The tight credit conditions have kept many homeowners from selling existing homes resulting in a shrinking inventory of properties in the Metro Chicago region. But, recent changes that are loosening mortgage restrictions could be a game-changer. And it may have come just in time. It was recently reported by the U.S. Department of Commerce that the economy shrank considerably during the first quarter of this year, with a GDP (Gross Domestic Product) output of 0.2%. This was far below analyst expectations. A recession is generally defined as two consecutive quarters of negative economic growth.

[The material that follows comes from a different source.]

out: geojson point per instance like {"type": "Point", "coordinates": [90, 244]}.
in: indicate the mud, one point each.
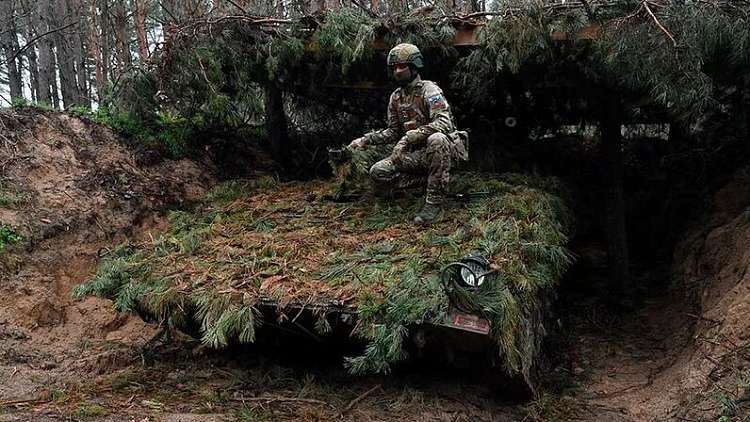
{"type": "Point", "coordinates": [77, 189]}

A healthy rebound in the housing market could give the economy a much needed boost. Increasing demand and low inventory has pushed sales prices higher. According to Zillow, the median sales price for all homes in Chicago was $239,000 in March, up 32% since February 2012. Inventory in the City is also up reaching 2,118 properties for sale by the end of March, a year-over-year increase of 13%, according to the Illinois Association of Realtors®. “Chicago’s spring market is showing bounce with back-to-back months of sales increases signaling strengthening demand,” said Hugh Rider, president, Chicago Association of REALTORS®.
Mortgage rates are likely to increase. Currently, the national average for a home mortgage is still hovering barely under four percent. As the housing market continues to recover many believe that mortgage rates will go up, especially if the Fed decides to raise its rates later this year. Any increase will likely be gradual to avoid “shocking” the market. However, the surprise shrinking of GDP in the first quarter is likely to delay any Fed rate hike to at least the last half of 2015.
With homes selling quickly and a thriving local economy, Chicago real estate agents and brokers are very busy helping eager buyers find their perfect home. As we approach the summer moving season, easing mortgage restrictions and historically low interest rates may finally make it possible for more Chicagoans to become homeowners, many for the first time.